Winston Churchill hated Mahatma Gandhi. At least that's the way Ramachandra Guha described the late British prime minister's feelings about India's revered activist for Indian independence in a 2019 article for The Atlantic

But it's no wonder. The two leaders' ideologies could not have been more different. From Churchill's point of view, Gandhi was a thorn in the side of the British Empire, whose power was distinctly tied to its ability to colonize other nations, subjugating those nations' people to British rule.

But Gandhi wasn't feeling all that. As an Indian-born, London educated attorney, Gandhi spent decades leading peaceful civil disobedience campaigns to protest what he perceived as the ills of colonial rule, both in South Africa where he lived and worked as an attorney for 20 years, and then back in India where he returned in 1914, according to History. 

Churchill, on the other hand, was more than happy to have his country be the figurative king of the mountain, as he viewed the white race as superior to the races of those living in the colonized nations. "I do not admit, for instance, that a great wrong has been done to the Red Indians of America or the Black people of Australia. I do not admit that a wrong has been done to these people by the fact that a stronger race, a higher-grade race, a more worldly wise race to put it that way, has come in and taken their place," he once said, according to the BBC.

Winston Churchill did not trust Gandhi and considered him an enemy

According to the BBC and The Atlantic, Winston Churchill was not shy about his disdain for Mahatma Gandhi. "It is alarming and nauseating to see Mr. Gandhi, a seditious Middle Temple lawyer, now posing as a fakir ... striding half-naked up the steps of the Vice-regal Palace," Churchill said of the pacifistic activist, per the BBC.  

Churchill was particularly bothered by and suspicious of Gandhi's use of fasting as a form of protest and worked to uncover Gandhi as a cheat. The Atlantic reported that Churchill sent the viceroy, Lord Linlithgow, at least two different letters expressing his doubts and trying to prove them. 

In one, he said, "I have heard that Gandhi usually has glucose in his water when doing his various fasting antics. Would it be possible to verify this." Churchill was never able to verify Gandhi was sneaking nourishment, but once said if he is really fasting, let him starve himself to death. 

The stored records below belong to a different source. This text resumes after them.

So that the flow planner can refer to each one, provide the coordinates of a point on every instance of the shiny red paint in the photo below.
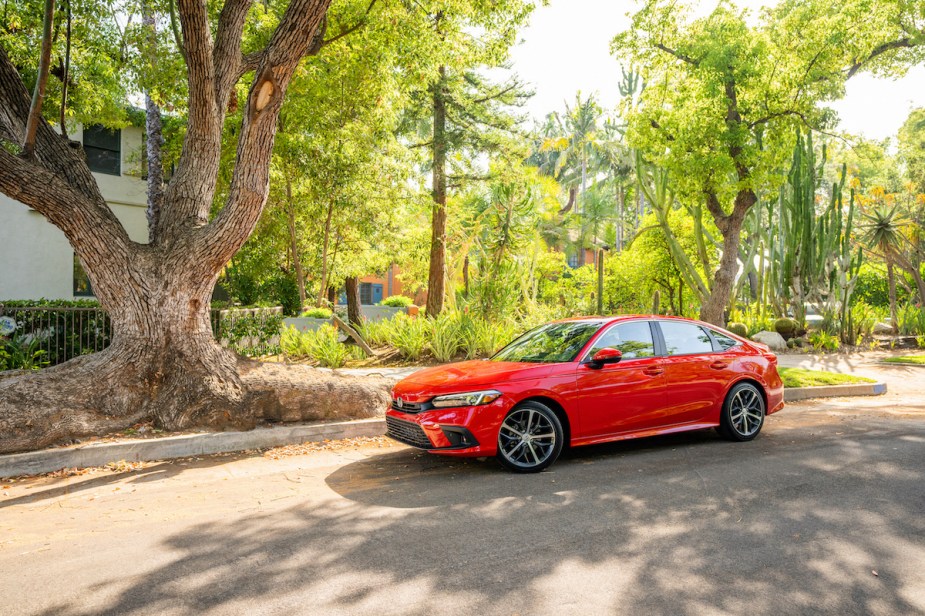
(628, 399)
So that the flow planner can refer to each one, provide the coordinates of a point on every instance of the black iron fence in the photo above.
(46, 335)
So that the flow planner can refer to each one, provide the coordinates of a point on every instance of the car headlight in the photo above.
(472, 398)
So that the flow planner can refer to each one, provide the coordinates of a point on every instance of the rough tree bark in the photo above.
(164, 362)
(437, 274)
(354, 313)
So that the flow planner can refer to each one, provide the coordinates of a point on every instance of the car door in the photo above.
(697, 372)
(626, 396)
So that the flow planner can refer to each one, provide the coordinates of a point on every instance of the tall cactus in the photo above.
(810, 254)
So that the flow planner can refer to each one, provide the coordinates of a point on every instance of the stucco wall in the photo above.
(36, 260)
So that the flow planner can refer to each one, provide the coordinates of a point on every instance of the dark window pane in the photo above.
(81, 280)
(685, 338)
(100, 137)
(724, 341)
(103, 150)
(632, 339)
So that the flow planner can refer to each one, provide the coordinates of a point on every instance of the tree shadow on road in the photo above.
(686, 524)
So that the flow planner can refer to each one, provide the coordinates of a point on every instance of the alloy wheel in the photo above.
(527, 438)
(745, 411)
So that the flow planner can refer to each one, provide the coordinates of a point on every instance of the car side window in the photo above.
(632, 339)
(724, 341)
(685, 338)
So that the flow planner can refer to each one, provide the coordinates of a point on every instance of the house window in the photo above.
(370, 293)
(81, 280)
(103, 149)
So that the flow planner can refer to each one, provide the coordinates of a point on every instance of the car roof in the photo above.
(627, 317)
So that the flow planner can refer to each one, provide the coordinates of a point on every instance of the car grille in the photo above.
(407, 432)
(409, 407)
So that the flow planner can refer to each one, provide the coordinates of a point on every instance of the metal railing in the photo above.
(62, 332)
(65, 332)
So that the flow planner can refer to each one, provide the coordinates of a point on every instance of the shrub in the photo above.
(409, 335)
(786, 327)
(446, 338)
(323, 345)
(19, 354)
(316, 313)
(739, 329)
(824, 341)
(397, 301)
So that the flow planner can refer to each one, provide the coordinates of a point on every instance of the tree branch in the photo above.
(35, 110)
(678, 55)
(250, 183)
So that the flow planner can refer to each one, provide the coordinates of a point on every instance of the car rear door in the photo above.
(626, 396)
(698, 372)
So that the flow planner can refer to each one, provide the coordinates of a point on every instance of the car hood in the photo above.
(475, 374)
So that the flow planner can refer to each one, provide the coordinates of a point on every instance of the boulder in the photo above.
(882, 329)
(772, 339)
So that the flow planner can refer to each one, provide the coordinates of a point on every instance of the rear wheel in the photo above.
(530, 439)
(743, 413)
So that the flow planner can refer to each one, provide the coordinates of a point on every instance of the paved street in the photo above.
(823, 513)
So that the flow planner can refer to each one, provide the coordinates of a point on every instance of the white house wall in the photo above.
(36, 261)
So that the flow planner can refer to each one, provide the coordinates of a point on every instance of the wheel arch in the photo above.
(557, 408)
(752, 381)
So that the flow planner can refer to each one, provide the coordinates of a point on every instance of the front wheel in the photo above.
(530, 439)
(743, 413)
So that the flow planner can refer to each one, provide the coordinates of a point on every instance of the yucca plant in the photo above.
(410, 335)
(446, 336)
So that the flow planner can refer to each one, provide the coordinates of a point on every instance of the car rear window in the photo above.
(685, 338)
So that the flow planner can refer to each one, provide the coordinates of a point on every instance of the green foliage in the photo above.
(446, 337)
(397, 301)
(322, 345)
(800, 377)
(316, 313)
(911, 320)
(250, 332)
(410, 336)
(786, 327)
(739, 329)
(823, 341)
(21, 353)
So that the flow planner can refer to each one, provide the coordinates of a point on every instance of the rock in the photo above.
(882, 329)
(772, 339)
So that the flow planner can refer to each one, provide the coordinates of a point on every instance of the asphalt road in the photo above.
(823, 514)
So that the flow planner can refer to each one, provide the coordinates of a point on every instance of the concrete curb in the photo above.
(100, 454)
(794, 394)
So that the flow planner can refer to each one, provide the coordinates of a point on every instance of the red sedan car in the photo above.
(589, 380)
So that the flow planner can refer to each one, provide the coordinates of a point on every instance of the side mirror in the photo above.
(605, 356)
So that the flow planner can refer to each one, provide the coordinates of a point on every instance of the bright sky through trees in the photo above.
(566, 48)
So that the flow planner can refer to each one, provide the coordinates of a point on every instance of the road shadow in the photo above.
(791, 523)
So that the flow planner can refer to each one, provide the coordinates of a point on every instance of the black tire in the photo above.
(743, 413)
(530, 438)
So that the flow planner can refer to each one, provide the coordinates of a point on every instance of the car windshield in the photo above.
(552, 343)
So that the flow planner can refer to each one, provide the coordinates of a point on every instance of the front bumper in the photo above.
(462, 431)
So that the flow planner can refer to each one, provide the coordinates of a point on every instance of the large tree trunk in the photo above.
(294, 244)
(730, 225)
(437, 274)
(891, 279)
(354, 312)
(164, 363)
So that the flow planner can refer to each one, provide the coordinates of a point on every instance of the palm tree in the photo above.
(883, 232)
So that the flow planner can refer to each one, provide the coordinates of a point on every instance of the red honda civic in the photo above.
(585, 381)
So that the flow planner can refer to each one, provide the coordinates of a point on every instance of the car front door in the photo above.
(626, 396)
(697, 374)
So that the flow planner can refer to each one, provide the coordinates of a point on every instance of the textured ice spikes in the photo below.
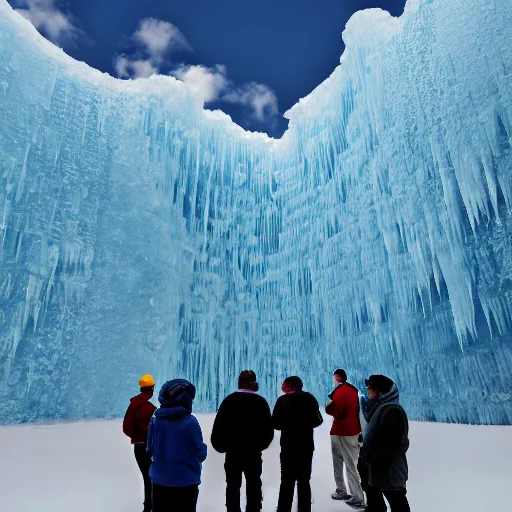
(140, 233)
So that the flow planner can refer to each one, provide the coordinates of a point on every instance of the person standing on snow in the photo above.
(344, 407)
(296, 414)
(385, 443)
(176, 443)
(135, 426)
(242, 430)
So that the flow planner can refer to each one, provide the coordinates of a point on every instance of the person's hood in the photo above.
(177, 395)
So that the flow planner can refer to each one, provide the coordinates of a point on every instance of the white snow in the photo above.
(89, 466)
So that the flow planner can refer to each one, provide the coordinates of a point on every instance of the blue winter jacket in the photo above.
(176, 442)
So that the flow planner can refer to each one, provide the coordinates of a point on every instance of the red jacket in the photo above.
(345, 410)
(137, 418)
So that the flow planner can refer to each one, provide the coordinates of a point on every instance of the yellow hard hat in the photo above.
(146, 381)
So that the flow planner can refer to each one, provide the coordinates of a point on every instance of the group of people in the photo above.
(369, 441)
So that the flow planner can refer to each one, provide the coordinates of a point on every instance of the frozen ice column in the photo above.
(143, 233)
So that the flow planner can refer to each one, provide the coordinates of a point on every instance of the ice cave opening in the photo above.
(142, 233)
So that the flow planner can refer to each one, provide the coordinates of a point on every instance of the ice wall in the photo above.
(141, 233)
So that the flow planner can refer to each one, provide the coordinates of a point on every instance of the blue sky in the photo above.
(253, 60)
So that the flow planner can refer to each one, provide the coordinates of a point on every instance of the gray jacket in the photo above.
(385, 444)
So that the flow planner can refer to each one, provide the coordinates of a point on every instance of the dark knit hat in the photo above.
(247, 380)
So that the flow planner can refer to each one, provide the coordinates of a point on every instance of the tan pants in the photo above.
(345, 451)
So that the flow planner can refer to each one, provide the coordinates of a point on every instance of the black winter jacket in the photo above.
(296, 415)
(243, 424)
(386, 442)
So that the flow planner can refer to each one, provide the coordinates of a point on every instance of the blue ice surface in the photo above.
(141, 233)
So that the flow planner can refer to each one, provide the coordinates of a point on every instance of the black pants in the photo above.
(295, 467)
(250, 466)
(144, 461)
(396, 498)
(175, 499)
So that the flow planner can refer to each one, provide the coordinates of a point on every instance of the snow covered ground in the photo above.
(89, 466)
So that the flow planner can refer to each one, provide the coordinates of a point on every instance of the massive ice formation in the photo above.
(140, 233)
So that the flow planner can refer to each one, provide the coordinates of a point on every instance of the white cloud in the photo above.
(127, 68)
(207, 83)
(160, 37)
(259, 97)
(48, 19)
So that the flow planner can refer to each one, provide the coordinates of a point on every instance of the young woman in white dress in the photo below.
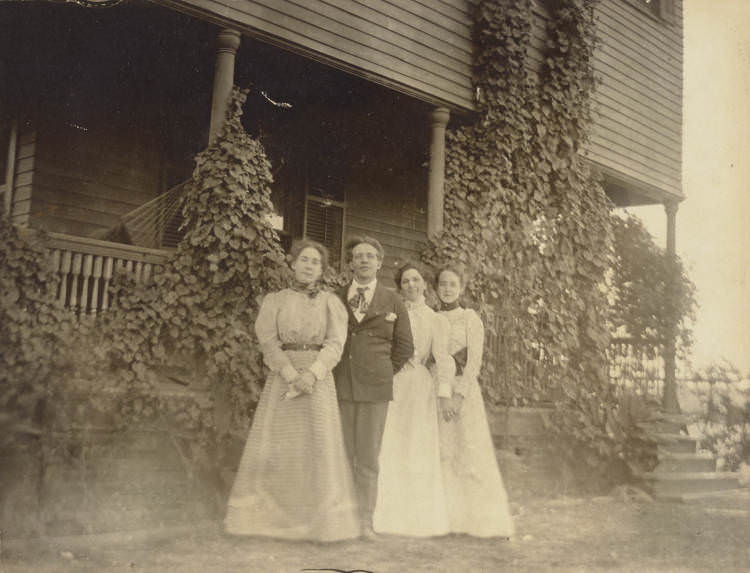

Specifically, he said to the British cabinet, per the BBC, "Gandhi should not be released on the account of a mere threat of fasting. We should be rid of a bad man and an enemy of the Empire if he died."

Churchill couldn't even let it go after Gandhi was assassinated in 1948, writing in 1951 (per The Atlantic), "It was certain, however, at an early stage that he was being fed with glucose whenever he drank water, and this ... enabled this frail being to maintain his prolonged abstention from any visible form of food."